View Final Project for Macromedia Flex for Web Application DevelopersThis week I've completed a new Macromedia course, Flex for Web Application Developers, recently renamed to indicate the course's appropriateness for programmers from all web application backgrounds, rather than just ColdFusion. The course is designed to be a day longer than the existing Fast Track to Flex course and has a target audience of web application developers that may not yet be proficient with ActionScript 2.0 or Object Oriented concepts and programming.

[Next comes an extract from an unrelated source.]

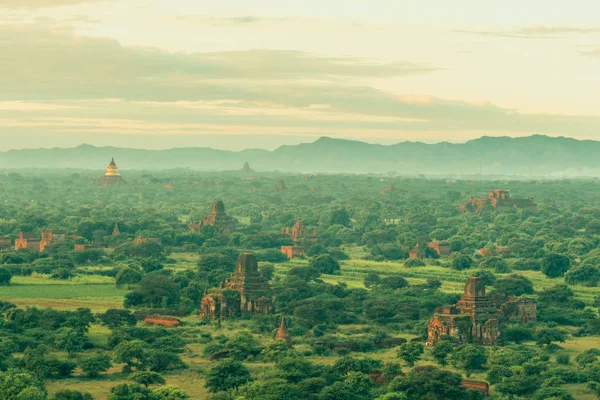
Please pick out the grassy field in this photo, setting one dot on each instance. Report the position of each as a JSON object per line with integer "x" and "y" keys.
{"x": 40, "y": 291}
{"x": 99, "y": 293}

The Macromedia Training web page has not yet been updated to include this course, but that is expected soon. I was forturnate enough to participate in the course in its final testing stage where the instructor sought feedback from technology professionals, to be used in carefully tuning the class towards the general skill set of contemporary ColdFusion MX Developers. In addition, this week's course in particular was also used to train Macromedia Training Partners who will later be teaching this course as well.

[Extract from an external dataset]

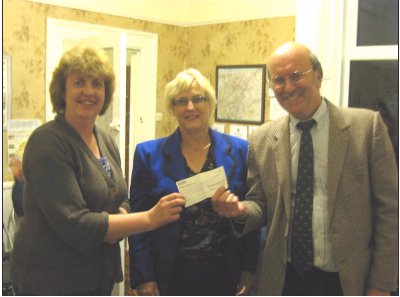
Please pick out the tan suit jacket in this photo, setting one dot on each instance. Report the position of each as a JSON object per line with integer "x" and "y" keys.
{"x": 362, "y": 189}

The Flex for Web Application Developers course demonstrates how to easily build robust Flex applications that provide a sharp looking user interface while integrating with ColdFusion components as the primary data provider. Knowledge of Actionscript 2.0 is not assumed, and the progressive use of Actionscript from day one builds fluency in the language through osmosis, so to speak. The course emphasises programming best practices for Flex's markup language MXML, as well as Actionscript and ColdFusion's CFML language.

The four day course culminates in a final project, built step by step in each lab, to yield the mock Boston Restaurant Portal web application. The application makes use of each learning objective including Flex containers and layout techniques, styles and themes, OOP, data binding, data models, remote data access, exception handling, event handling, custom events, drag and drop, and model-view-controller (MVC) architecture.

Users of the final project application can drag a selector across a map to specify the area of interest, and narrow down the restaurants by category. Once a matching restaurant list is obtained, a user can read a restaurant summary, find reviews, and write their own review.

This course was taught by Macromedia instructor Matt Boles. Matt is a fantastic teacher who has not only completely mastered both Flex and ColdFusion MX, but possesses the teaching skills necessary to convey complex ideas and syntax fluently to the class. He takes time to entertain questions while keeping the course on schedule, and makes sure that each student is making progress on every walk-through and each lab by checking up one by one.

While many concepts of Actionscript programming were challenging and left my head spinning at times, overall I felt a sense of achievement day by day so that by the end of the course my confidence as a Flex developer is quite high. This course definitely came through for me.

Having taken many courses at various IT course vendors such as Sun, Red Hat, IBM, and Macromedia, as well as many local university continuing education programs, I find that Macromedia and Red Hat courses rank head and shoulders above any other IT vendor course and most university courses in web technology. Macromedia's Instructor Certification Director, Sue Hove, and Macromedia Training Director, Robert Crooks, have strived to create some of the best course material anywhere on web technology subject matter.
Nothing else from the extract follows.